Собеседник мой начал издалека. Мол, каждый человек, идя в бой, знает, что не всем суждено вернуться. Он готов стоять насмерть ради святого дела защиты Родины. И все же у каждого теплится надежда, что судьба прикроет его своим крылом. На худой конец, ранят... И с первой же мыслью о ранении возникает тревога: а вынесут ли с поля боя, успеют ли, не истечь бы кровью?
- Откровенно говоря, - признался писатель, - я сам, бывало, примерял на себя эти настроения. Жизнь ведь у каждого одна... А между тем мало кто по доброй воле идет в санитары: считается, что на войне это далеко не главное дело. Даже девушки хотят "воевать по-настоящему": рвутся в снайперские команды, в разведчицы. Вот почему я задался целью возвысить эту неприметную, но очень важную, совершенно необходимую военную специальность. Начал искать героя-санитара. И вот нашел Павла Филипповича Трошкина, надежнейшего человека в опасном боевом деле...
* * *
Еще один новый автор "Красной звезды" - генерал-майор И. И. Федюнинский, будущий генерал армии.
В моем понимании трудновато укладывается рядышком слово "новый" и имя этого даровитого военачальника. Мы с Иваном Ивановичем соратники по Халхин-Голу. Там он командовал 24-м мотострелковым полком. Хорошо командовал!
Я узнал его именно в этой должности. Да не только я - весь фронт знал Федюнинского как командира полка. А ведь прибыл он в Монголию в ином качестве - занимал куда более скромный пост в 149-м мотострелковом полку. Был там помощником командира по хозяйственной части. И, конечно, находился в безвестности.

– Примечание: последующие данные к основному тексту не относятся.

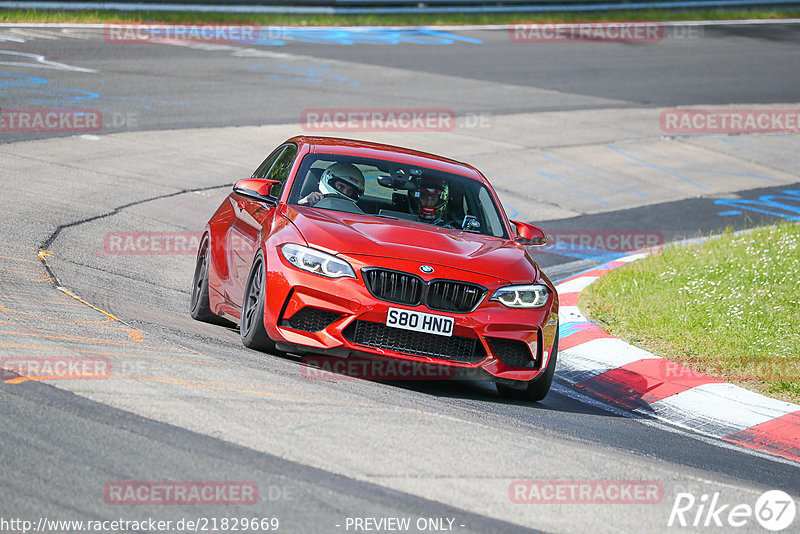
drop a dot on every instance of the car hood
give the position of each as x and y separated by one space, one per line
365 235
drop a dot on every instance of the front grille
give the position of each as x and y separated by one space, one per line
511 351
409 289
447 295
312 319
394 286
457 348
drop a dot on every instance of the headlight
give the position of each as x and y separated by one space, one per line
531 296
316 261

"Открыл" его Жуков. Почему Федюнинский приглянулся Георгию Константиновичу - не знаю. То ли потому, что в хозяйстве 149-го полка был образцовый порядок. То ли довелось командующему услышать здравые суждения Федюнинского по чисто тактическим вопросам. То ли бросились в глаза два боевых ордена на груди Ивана Ивановича, которому довелось пройти хорошую армейскую школу - начал он ее красноармейцем в гражданскую войну, потом командовал взводом, ротой, батальоном.
Очевидно, одно дополнялось другим, другое - третьим, и когда потребовался командир для 24-го мехполка, Георгий Константинович остановил свой выбор на подполковнике Федюнинском.
Полк Федюнинского на Халхин-Голе считался одним из лучших. Мы часто писали о нем в "Героической красноармейской". Воевал он успешно. Все там делалось основательно и надежно. Маскировка - безупречная. Организация огня - четкая. Окопы, отрытые в сыпучих песках, достаточно глубоки, потому что стенки их обязательно заплетены прутьями из прибрежного лозняка. Блиндаж самого командира полка с бревенчатыми накатами вызывал удивление и всеобщую зависть в этой безлесной местности. Даже у Жукова на первых порах такого блиндажа не было. Поговаривали, что, рейдируя по тылам японцев, монгольские разведчики-конники спилили там несколько телеграфных столбов и волоком притащили на нашу сторону. А как эти столбы попали к Федюнинскому осталось тайной.